Pela instituição de tribunais de trabalho arbitrais paritários PDF Imprimir e-mail
24-Abr-2009
Justiça tristeA Instituição de tribunais de trabalho arbitrais paritários, segundo o modelo francês dos "conseils de prud'hommes" representariam um avanço importante na defesa efectiva e quotidiana dos direitos dos trabalhadores, que, como é sabido, são sistematicamente espezinhados.

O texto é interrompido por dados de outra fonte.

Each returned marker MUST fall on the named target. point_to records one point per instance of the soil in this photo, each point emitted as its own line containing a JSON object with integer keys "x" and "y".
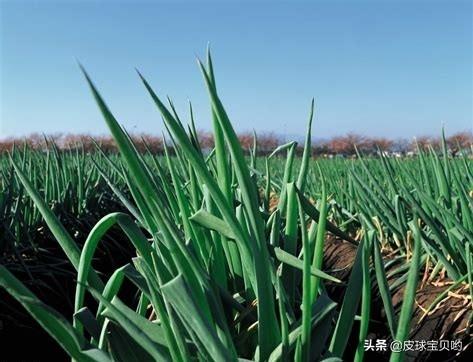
{"x": 449, "y": 321}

Contributo de Mário Leston Bandeira, Professor Catedrático do Departamento de Sociologia/ISCTE

Proponho que o programa do BE inclua, de maneira mais ou menos desenvolvida consoante os casos, referências às seguintes questões:

1. Instituição de tribunais de trabalho arbitrais paritários, segundo o modelo francês dos "conseils de prud'hommes". Estes tribunais seriam constituídos por igual número de representantes dos trabalhadores e dos patrões e teriam por funções regular, quer através de conciliação, quer de julgamento, litígios individuais relativos à aplicação dos contratos e das leis do trabalho. Os representantes dos trabalhadores seriam designados por eleição em processo simultâneo e nacional para cada conselho, a que concorreriam listas patrocinadas por sindicatos. Deveriam ser fixados conselhos arbitrais por área de actividade económica e por área territorial (distrito, por exemplo).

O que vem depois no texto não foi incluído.